Otherwise I'm ordering mine later this week lol.


----------



## Binge (Nov 9, 2009)

What ceiling fans?  No ceiling fans come with the 800D.  I'm playing dumb, but come on... you can ask a better question.  Here... Let's see if this works.

::Intense chanting::

_Oh mighty gods of TPU, I thought of reading the full review of the 800D, but instead I decided to skip to the forum feedback and see how the community reacted to this product.  Do not hate me, for I will buy the product based on the positive user response, but I have doubts and silly quandries.  My most puzzling doubt is about the case-top fan mounting.  At the spot which can be mounted fans and perhaps a tripple radiator is there by chance 120mm or 140mm fan mountings?  Which other areas of the case support 120mm fans and which areas support 140mm fans?  Thanks again oh mighty and benevolent lords of TPU!_


----------



## ComradeSader (Nov 9, 2009)

Binge said:


> What ceiling fans?  No ceiling fans come with the 800D.  I'm playing dumb, but come on... you can ask a better question.  Here... Let's see if this works.
> 
> _Oh mighty gods of TPU, I thought of reading the full review of the 800D, but instead I decided to skip to the forum feedback and see how the community reacted to this product.  Do not hate me, for I will buy the product based on the positive user response, but I have doubts and silly quandries.  My most puzzling doubt is about the case-top fan mounting.  At the spot which can be mounted fans and perhaps a tripple radiator is there by chance 120mm or 140mm fan mountings?  Which other areas of the case support 120mm fans and which areas support 140mm fans?  Thanks again oh mighty and benevolent lords of TPU!_



Fucking LOL. Okay, what I meant was the ceiling vents which allow for fans to be mounted, I've seen in other pics that there's obviously fan mounting holes there, so what I'm wondering is whether or not they're 120mm or 140mm.


----------



## Binge (Nov 9, 2009)

They're 120mm.  There is a 140mm fan mounted above the PSU bay for intake, one at the back of the case for exhaust, and another mounted to the side of the hot swap bay for intake.


----------



## sneekypeet (Nov 9, 2009)

Binge said:


> They're 120mm.  There is a 140mm fan mounted above the PSU bay for intake, one at the back of the case for exhaust, and another mounted to the side of the hot swap bay for intake.

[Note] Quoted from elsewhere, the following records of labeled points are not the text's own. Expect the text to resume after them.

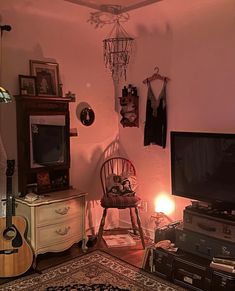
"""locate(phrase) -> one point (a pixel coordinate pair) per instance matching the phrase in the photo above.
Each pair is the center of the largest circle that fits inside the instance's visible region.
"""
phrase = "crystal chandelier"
(117, 51)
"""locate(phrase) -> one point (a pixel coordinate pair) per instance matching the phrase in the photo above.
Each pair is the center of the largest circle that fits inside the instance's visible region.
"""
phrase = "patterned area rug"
(93, 271)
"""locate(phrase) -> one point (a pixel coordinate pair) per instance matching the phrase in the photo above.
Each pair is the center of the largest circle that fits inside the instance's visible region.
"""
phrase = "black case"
(192, 273)
(203, 245)
(163, 263)
(222, 281)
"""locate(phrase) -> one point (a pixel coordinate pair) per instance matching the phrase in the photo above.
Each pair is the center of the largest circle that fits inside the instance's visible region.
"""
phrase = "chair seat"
(120, 201)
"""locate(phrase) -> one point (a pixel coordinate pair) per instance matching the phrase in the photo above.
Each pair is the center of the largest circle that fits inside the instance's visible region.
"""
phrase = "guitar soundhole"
(9, 233)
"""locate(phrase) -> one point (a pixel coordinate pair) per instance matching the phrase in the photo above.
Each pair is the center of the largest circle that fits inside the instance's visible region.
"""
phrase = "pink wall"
(192, 42)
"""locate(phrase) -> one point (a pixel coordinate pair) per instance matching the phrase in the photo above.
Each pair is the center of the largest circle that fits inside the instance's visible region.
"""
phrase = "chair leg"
(101, 228)
(140, 227)
(133, 221)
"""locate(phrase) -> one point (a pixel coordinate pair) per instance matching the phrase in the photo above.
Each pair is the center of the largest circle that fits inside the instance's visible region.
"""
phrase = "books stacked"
(224, 264)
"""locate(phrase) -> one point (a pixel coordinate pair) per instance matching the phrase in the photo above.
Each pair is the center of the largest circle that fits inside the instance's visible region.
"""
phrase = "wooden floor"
(132, 255)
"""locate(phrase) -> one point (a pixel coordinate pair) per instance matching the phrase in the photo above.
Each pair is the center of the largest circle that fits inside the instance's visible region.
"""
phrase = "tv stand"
(54, 177)
(189, 271)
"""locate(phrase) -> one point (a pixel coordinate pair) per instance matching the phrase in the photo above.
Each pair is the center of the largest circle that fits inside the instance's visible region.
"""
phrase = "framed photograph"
(27, 85)
(47, 77)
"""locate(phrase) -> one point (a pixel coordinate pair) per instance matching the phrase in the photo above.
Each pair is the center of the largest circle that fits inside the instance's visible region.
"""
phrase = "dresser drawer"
(60, 232)
(47, 214)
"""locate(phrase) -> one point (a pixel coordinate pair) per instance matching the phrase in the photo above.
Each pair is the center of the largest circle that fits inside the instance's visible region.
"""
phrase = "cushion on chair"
(120, 185)
(120, 201)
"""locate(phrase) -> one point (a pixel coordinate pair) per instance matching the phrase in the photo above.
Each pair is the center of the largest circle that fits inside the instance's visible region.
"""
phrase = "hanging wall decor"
(118, 44)
(129, 107)
(117, 51)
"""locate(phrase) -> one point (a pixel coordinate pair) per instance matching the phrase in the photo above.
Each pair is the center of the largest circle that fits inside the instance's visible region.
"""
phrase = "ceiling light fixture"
(5, 96)
(117, 51)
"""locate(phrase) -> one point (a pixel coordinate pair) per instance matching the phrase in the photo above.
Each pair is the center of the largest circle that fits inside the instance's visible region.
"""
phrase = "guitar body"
(16, 255)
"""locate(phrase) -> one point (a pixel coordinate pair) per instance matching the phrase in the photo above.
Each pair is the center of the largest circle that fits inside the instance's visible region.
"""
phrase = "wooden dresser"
(55, 220)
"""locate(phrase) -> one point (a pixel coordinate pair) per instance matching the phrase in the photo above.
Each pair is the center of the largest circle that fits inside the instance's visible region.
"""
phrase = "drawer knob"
(62, 211)
(63, 231)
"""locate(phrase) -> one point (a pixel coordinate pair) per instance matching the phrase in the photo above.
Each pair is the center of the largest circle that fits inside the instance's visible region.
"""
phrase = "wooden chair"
(119, 168)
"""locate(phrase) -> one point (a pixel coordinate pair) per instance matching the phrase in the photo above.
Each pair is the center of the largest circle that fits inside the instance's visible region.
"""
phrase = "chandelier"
(117, 51)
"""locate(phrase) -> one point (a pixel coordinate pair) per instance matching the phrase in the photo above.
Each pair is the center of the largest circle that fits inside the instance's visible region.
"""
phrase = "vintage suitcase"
(192, 273)
(203, 245)
(162, 263)
(222, 281)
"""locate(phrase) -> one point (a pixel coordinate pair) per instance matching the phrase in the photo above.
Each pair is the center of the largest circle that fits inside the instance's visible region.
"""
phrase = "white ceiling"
(114, 6)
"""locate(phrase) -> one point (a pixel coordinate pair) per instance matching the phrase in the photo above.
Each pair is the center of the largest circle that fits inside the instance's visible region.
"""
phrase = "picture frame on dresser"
(27, 85)
(47, 77)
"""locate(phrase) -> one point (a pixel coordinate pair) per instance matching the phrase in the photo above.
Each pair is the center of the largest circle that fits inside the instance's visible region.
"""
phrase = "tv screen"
(203, 167)
(48, 143)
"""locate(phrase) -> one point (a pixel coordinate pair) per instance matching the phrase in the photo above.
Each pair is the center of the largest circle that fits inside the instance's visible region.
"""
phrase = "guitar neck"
(10, 208)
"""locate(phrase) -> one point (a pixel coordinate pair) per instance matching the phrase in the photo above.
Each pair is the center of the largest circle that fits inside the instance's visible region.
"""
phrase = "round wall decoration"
(87, 116)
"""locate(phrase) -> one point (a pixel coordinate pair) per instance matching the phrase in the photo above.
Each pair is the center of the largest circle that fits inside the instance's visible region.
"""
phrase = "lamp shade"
(5, 96)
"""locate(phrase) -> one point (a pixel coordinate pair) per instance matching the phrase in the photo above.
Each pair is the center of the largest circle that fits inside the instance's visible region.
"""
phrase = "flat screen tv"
(203, 167)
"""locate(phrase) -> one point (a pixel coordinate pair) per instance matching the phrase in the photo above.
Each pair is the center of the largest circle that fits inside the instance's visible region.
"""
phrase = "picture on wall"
(27, 85)
(47, 77)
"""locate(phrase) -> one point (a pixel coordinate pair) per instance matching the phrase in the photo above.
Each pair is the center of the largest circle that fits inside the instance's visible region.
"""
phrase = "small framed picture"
(27, 85)
(47, 77)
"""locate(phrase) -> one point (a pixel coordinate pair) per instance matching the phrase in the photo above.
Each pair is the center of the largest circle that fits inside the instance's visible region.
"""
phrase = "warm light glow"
(164, 204)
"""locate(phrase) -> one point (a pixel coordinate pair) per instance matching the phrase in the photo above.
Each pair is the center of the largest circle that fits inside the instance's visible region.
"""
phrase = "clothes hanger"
(155, 76)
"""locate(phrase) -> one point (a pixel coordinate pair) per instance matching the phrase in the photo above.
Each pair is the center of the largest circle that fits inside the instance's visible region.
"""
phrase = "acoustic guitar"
(16, 255)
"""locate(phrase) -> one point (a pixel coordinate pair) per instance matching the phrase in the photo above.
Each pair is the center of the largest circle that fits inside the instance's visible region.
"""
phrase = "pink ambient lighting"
(164, 204)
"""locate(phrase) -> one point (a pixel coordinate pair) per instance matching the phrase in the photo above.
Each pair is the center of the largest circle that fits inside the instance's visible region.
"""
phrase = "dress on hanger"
(156, 120)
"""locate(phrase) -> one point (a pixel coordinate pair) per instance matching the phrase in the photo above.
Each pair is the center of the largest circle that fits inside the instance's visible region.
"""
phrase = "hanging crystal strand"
(117, 50)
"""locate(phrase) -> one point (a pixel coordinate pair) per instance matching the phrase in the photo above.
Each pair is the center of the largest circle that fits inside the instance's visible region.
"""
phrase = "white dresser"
(55, 220)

120 at the bottom of the racks if you add it


----------



## mlee49 (Nov 9, 2009)

And incase anyone wants to know there is 15mm spacing between the 120mm fan screws.

*NOT ALL 120.3 rads will fit!*


----------



## Binge (Nov 9, 2009)

mlee49 said:


> And incase anyone wants to know there is 15mm spacing between the 120mm fan screws.
> 
> *NOT ALL 120.3 rads will fit!*



only the MONSTA won't fit now.  Thermochill revised their PA 120.3s.


----------



## tonyd223 (Nov 9, 2009)

AM I stupid? It's a great looking case - yes, but where's the air INTAKES? from what I can see it's got no way for air to come in from the front...

Obscene at this price that you have to pay for a non-windowed side panel. No 3.5" bays - so am I the only one using a card reader? No external SATA...

At least there are no blue fans! But for the money every fan hole should be filled and a fan controller built into the case.

(I must stop moaning...)


----------



## tonyd223 (Nov 9, 2009)

*ok - I AM stupid*



tonyd223 said:


> AM I stupid? It's a great looking case - yes, but where's the air INTAKES? from what I can see it's got no way for air to come in from the front...
> 
> Obscene at this price that you have to pay for a non-windowed side panel. No 3.5" bays - so am I the only one using a card reader? No external SATA...
> 
> ...



OK - so it's got three air intakes at the bottom - of which 1 is dedicated to the PSU and no fans... would love to see some temps on this


----------



## ComradeSader (Nov 9, 2009)

tonyd223 said:


> would love to see some temps on this



+1. Anyone who's got an Obsidian care to take some and post them up? Man I love that name


----------